Spar and Lustine Realty state at the outset of their argument (Brief at 6) that this case "presents this Court its first opportunity to critically review, analyze and apply the case of Kline v. 1500 Massachusetts Avenue Apartment Corp., 141 U. S.App.D.C. 370, 439 F.2d 477 (1970)" and subsequently argue (Brief at 7) qt] he mere relationship of landlord and tenant does not impose upon the landlord a duty to act so as to protect his tenants . . . from the criminal acts of third parties." But we do not understand the instant case to rest upon such a broadly-stated proposition as appellants Spar and Lustine Realty assert.2 In the first place, appellants themselves recognize that (Brief at 6) the facts here are "in sharp contrast" to those in Kline. Secondly, the trial court in the instant case, consistent with Ramsay v. Morrissette, D.C.App., 252 A.2d 509 (1969), correctly stated to the jury that the landlord has the duty to use reasonable care in maintaining for common use of all tenants the hallways and other portions of his apartment building over which he retains control. In this case, given the evidence of criminal incidents occurring in or emanating from the apartment's hallways, the continuing inadequacy of the front doorway of the apartment to keep out unauthorized persons from the building, the action taken by other apartment buildings in the same block to improve the security of their front doorways, and the notice of tenants' concern over the security problem created by the inadequacies of the front door which was afforded the landlord, we cannot say the trial court erred in its instructions or in permitting the case to go to the jury.

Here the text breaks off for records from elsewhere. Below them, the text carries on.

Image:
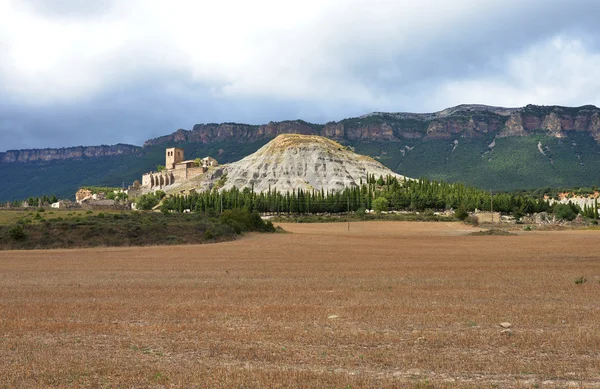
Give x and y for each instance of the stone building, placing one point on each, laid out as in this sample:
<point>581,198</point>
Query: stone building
<point>177,169</point>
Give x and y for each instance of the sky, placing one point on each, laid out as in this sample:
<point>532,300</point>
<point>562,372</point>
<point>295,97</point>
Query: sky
<point>77,72</point>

Appellants complain that since there was evidence of only one assaultive crime occurring in their building's hallway prior to the robbery and shooting of Obwoya they were not on notice of similar crimes occurring within the common hallway so as to create a likelihood that future crimes would occur. However, there was evidence of (a) individual apartment units of the building being burglarized by forcible entry from the common hallway, and (b) the presence of unauthorized persons in the building. This evidence, taken as a whole, is sufficiently related to the robbery of the plaintiff to have put appellants on notice of the likelihood of unauthorized entry into the building by persons with criminal intent. As the federal circuit court here said in Kendall v. Gore, 98 U.S.App. D.C. 378, 387, 236 F.2d 673, 682 (1956) (footnote omitted): "A defendant need not have foreseen the precise injury, nor `should [he] have had notice of the particular method' in which a harm would occur, if the possibility of harm was clear to the ordinary prudent eye."

Appellants also contend that whatever complaints the tenants had expressed to them in 1969 concerning the inadequacy of the security provided by the building's front door were finally resolved by a Stipulation entered into between the parties concerning the rent dispute. Since the Stipulation did not refer to front door security, appellants argue, the tenants thereby were inferentially satisfied with the present situation. Accordingly, appellants contend they were not on notice of any security deficiencies extant when the robbery and shooting occurred subsequently in this case. Given the evidence of the continuing disrepair and/or vulnerability of the front-door lock to being "slipped" and the general proposition that a negotiated settlement of a dispute connotes a compromise on the part of both sides, we are unwilling to conclude as a matter of law that the omission altogether from the Stipulation of the subject of front-door security is to be taken as the end of the security problem and the lulling of appellants into a belief that no such problem existed. In our view, it was for the trier of fact to determine whether appellants under all the circumstances were on notice of the likehood of a criminal assault on a tenant in the common hallway by unauthorized persons in the building's common passageways.